When Cave Story arrived as a PC freeware title in 2004 it, quite rightly, gained a cult following. Here was a game which offered a platform adventure with a depth that was hitherto unseen outside of full blown commercial games, but was free to anyone with access to a PC who cared to download it. It also arrived at the time when 3D was in full swing and there was a distinct lack or 2D titles. Now with such titles being brought back into the gaming fold with gusto thanks to services like WiiWare, there’s a certain delicious irony about Cave Story arriving on the recently established platform.
With Nicalis helping to port the game to a chargeable format, perhaps the biggest question remains whether or not it’s actually worth the money. After all, the game is six years old and we all know that such an extensive period in this medium can take its toll on even the most hallowed of titles which were `of their time`.
Following the adventure of the main character Quote, the game throws the player in at the deep end, with him having lost his memory and trying to piece things together. The game lives or dies on its ability to actually capture the player in the here and now, succeeding admirably thanks to its charming pixel art style, mixed with some solid 2D platforming. Cave Story really does capture that old style essence of adventuring for items and progressing through the side scrolling platforming levels. There are items to collect, lots of places to explore, fetch quests to complete and even backtracking through areas, all of which are the certified hallmarks for the genre. Cave Story manages to carry them all off with charm, but at the same time retaining that edge which reminds you that you’re playing, what remains to this day, a labour of love rather than a cynical commercial outing.
The game cleverly employs a power up system so that, while defeated enemies drop hearts to replenish health, the obscure line up of weapons can also be upgraded by collecting the experience chits. Being hit by enemies doesn’t just decrease your health but the level of your weapon too, meaning if you aren’t careful your hand cannon will revert to a peashooter when you need it most. Die and the game is not particularly forgiving, putting you back to your previous save. Thankfully the save points themselves are plentiful, but the player will need to get into the habit of saving often if they’re to avoid having to redo chunks of the game, particularly after a frantic boss battle.
While some recent remake games can be accused of cashing in, it would be hard to argue that this version of Cave Story isn’t worth every penny. Along with the basic elements of gameplay holding up as well as they did back then, the game has had its sprites redrawn and music updated. For those that have played the game before and had their memories dulled over time, the game includes options to switch between the old and new styles to prove this isn’t just a straightforward cut and paste. It’s also the first time the game has received an official translation into English and it’s arguably all the better for it, giving it a more modern day relevance alongside the original feel. There are also some new additions such as the Boss Rush mode and Curley’s Story, the chance to play the game from a slightly different perspective as another character.
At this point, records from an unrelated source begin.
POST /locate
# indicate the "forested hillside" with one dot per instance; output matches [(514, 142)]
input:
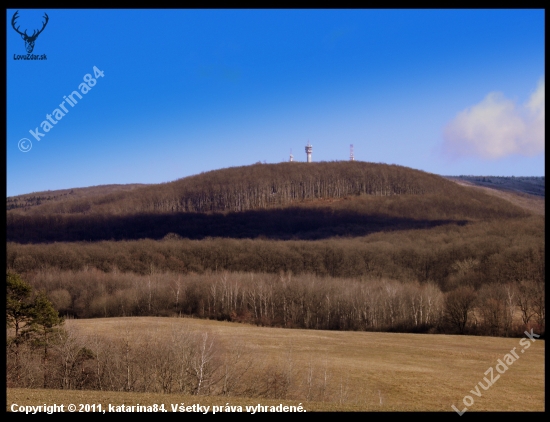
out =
[(386, 246), (259, 186), (280, 201)]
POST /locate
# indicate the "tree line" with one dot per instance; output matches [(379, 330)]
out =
[(260, 186), (496, 253), (307, 301)]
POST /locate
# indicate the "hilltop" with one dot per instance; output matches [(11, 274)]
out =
[(279, 201)]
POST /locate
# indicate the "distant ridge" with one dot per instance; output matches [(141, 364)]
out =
[(258, 186)]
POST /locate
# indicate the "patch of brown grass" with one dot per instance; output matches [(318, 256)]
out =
[(373, 371), (532, 203)]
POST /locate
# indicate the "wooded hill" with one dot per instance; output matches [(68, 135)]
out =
[(279, 201)]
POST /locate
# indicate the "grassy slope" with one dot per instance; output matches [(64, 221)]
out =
[(407, 372)]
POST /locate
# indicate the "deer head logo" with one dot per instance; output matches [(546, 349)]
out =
[(29, 40)]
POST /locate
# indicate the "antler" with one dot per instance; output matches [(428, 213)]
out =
[(43, 26), (13, 24)]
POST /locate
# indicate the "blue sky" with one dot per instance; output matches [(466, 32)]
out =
[(186, 91)]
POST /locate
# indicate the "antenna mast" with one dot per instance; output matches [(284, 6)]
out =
[(309, 148)]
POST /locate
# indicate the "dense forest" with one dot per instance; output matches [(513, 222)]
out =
[(259, 186), (340, 245)]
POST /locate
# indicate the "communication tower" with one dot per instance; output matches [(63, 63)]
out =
[(309, 148)]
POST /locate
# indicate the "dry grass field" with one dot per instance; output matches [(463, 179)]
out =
[(367, 371), (535, 204)]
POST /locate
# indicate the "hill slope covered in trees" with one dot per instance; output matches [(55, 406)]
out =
[(278, 201)]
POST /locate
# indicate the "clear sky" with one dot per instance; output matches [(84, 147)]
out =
[(186, 91)]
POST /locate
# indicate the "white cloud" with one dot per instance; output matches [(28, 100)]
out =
[(496, 127)]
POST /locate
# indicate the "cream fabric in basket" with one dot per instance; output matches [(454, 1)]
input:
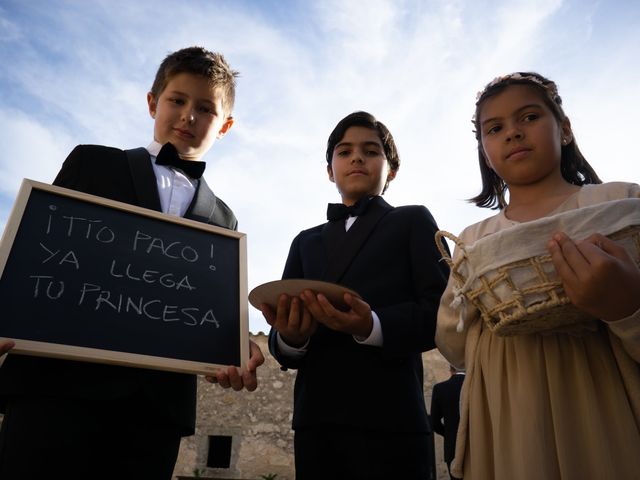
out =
[(509, 275)]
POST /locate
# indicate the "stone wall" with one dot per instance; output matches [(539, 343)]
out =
[(260, 423)]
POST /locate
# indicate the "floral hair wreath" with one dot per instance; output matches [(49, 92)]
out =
[(548, 86)]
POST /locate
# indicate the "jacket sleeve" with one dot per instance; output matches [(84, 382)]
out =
[(409, 327), (436, 411), (292, 269)]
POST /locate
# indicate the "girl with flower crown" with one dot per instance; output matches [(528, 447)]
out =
[(565, 403)]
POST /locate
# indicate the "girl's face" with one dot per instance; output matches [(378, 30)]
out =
[(521, 138), (359, 165)]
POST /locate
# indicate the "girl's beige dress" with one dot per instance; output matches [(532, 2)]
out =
[(560, 405)]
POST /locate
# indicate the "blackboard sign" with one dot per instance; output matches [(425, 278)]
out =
[(87, 278)]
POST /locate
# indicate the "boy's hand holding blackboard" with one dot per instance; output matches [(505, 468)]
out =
[(239, 379)]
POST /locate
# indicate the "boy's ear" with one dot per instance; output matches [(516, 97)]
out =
[(228, 123), (151, 101), (330, 172)]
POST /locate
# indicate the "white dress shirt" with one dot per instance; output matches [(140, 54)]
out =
[(375, 338), (176, 189)]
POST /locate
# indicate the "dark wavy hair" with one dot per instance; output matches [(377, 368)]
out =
[(366, 120), (574, 167)]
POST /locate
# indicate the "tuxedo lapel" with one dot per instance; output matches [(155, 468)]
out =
[(144, 180), (203, 204), (342, 246)]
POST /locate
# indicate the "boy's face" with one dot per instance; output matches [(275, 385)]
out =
[(188, 113), (359, 166)]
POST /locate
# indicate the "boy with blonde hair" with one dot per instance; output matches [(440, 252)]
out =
[(85, 420)]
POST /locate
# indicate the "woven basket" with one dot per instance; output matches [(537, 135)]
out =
[(525, 295)]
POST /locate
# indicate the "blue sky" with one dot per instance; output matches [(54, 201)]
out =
[(78, 72)]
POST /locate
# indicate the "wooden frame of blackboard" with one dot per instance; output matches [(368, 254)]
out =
[(56, 349)]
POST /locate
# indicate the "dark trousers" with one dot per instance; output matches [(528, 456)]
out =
[(341, 453), (83, 439)]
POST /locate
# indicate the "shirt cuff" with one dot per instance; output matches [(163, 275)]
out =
[(288, 350), (375, 338)]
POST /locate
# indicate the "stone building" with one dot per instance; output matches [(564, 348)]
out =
[(247, 435)]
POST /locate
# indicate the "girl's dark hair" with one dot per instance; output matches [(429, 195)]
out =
[(574, 167)]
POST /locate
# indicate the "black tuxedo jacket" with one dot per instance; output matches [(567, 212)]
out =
[(445, 412), (390, 258), (126, 177)]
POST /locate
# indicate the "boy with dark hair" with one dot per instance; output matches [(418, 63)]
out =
[(84, 420), (359, 408)]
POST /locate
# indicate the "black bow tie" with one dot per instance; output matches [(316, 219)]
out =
[(169, 156), (339, 211)]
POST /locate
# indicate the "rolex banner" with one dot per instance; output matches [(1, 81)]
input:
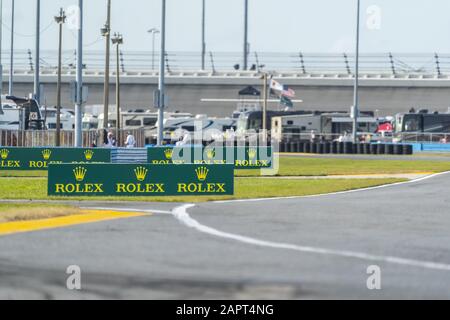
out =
[(140, 180), (241, 157), (40, 158)]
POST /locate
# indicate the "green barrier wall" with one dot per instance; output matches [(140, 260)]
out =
[(242, 157), (40, 158), (140, 180)]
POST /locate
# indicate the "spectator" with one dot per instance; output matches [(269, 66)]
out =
[(130, 142)]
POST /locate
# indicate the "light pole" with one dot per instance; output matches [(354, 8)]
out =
[(37, 52), (11, 56), (162, 71), (265, 102), (106, 32), (60, 20), (117, 40), (154, 32), (245, 62), (79, 80), (355, 110), (1, 48), (203, 33)]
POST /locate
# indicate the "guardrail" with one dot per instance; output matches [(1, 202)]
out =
[(303, 63), (423, 138), (46, 138)]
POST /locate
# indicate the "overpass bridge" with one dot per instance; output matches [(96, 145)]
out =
[(389, 84)]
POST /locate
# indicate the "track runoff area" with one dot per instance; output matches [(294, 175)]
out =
[(205, 172)]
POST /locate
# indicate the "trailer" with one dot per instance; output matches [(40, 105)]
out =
[(329, 125)]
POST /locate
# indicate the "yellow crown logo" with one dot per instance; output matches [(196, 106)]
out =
[(79, 173), (252, 153), (141, 173), (168, 153), (202, 173), (46, 154), (88, 154), (211, 153), (4, 154)]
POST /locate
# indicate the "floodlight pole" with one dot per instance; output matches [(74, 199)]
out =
[(106, 32), (11, 56), (117, 40), (356, 88), (60, 20), (245, 58), (1, 47), (162, 70), (203, 33), (37, 50), (79, 80)]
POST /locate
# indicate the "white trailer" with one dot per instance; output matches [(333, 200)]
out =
[(330, 124)]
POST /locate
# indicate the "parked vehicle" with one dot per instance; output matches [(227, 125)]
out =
[(67, 121), (329, 125), (21, 114)]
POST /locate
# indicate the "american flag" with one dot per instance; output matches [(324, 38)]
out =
[(288, 92), (282, 89)]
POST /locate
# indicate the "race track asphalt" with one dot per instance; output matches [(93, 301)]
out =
[(298, 248)]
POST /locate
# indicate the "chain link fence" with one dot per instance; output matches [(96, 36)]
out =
[(437, 64)]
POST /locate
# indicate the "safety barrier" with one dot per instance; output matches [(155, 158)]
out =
[(129, 155), (346, 148)]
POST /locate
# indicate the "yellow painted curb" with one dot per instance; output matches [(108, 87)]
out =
[(90, 216)]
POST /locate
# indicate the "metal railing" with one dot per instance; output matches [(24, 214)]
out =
[(304, 63), (443, 138), (20, 138)]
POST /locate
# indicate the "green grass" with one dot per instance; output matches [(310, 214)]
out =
[(303, 166), (245, 188), (326, 167), (19, 174), (10, 212)]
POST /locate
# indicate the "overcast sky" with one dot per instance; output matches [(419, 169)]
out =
[(275, 25)]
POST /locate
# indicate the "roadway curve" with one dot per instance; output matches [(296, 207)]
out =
[(298, 248)]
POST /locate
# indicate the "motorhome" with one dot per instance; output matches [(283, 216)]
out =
[(89, 122), (327, 124), (20, 114), (209, 126), (422, 122), (138, 120), (67, 121)]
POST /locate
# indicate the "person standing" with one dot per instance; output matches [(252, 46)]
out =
[(130, 142), (111, 140)]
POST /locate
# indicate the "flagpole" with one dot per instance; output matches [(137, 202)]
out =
[(264, 115), (356, 88)]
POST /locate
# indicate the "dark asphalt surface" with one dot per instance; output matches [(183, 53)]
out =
[(159, 257), (416, 157)]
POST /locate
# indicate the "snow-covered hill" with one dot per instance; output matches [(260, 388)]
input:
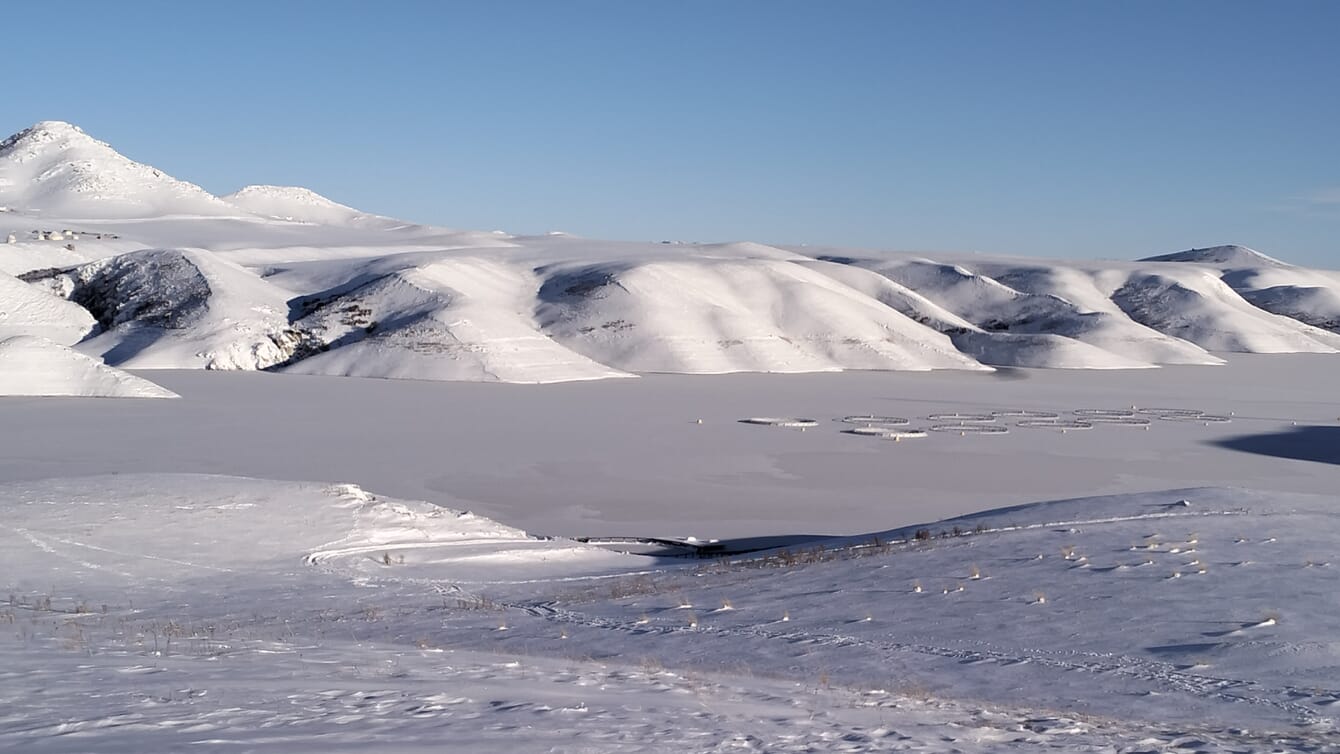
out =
[(58, 172), (28, 310), (36, 366), (283, 277), (454, 319), (296, 204), (1229, 255), (173, 308)]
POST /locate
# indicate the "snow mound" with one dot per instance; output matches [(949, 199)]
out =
[(1311, 296), (296, 204), (28, 310), (58, 170), (36, 366), (174, 308), (1226, 256), (457, 319), (730, 315)]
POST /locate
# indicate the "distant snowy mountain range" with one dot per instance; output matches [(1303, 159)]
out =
[(134, 268)]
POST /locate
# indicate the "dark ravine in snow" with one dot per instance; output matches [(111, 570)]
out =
[(282, 279)]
All this means the WiiWare release is considerably more than a quick cash in. Perhaps the single greatest addition is the most natural; the ability to play the game on a controller, streamlining an experience which was often frustrating when using a PC’s keyboard.
Die hard fans of Cave Story will certainly love this release and, any snobbery aside, will be glad that with this version allows a whole new generation of players to discover why their cherished game is so highly regarded.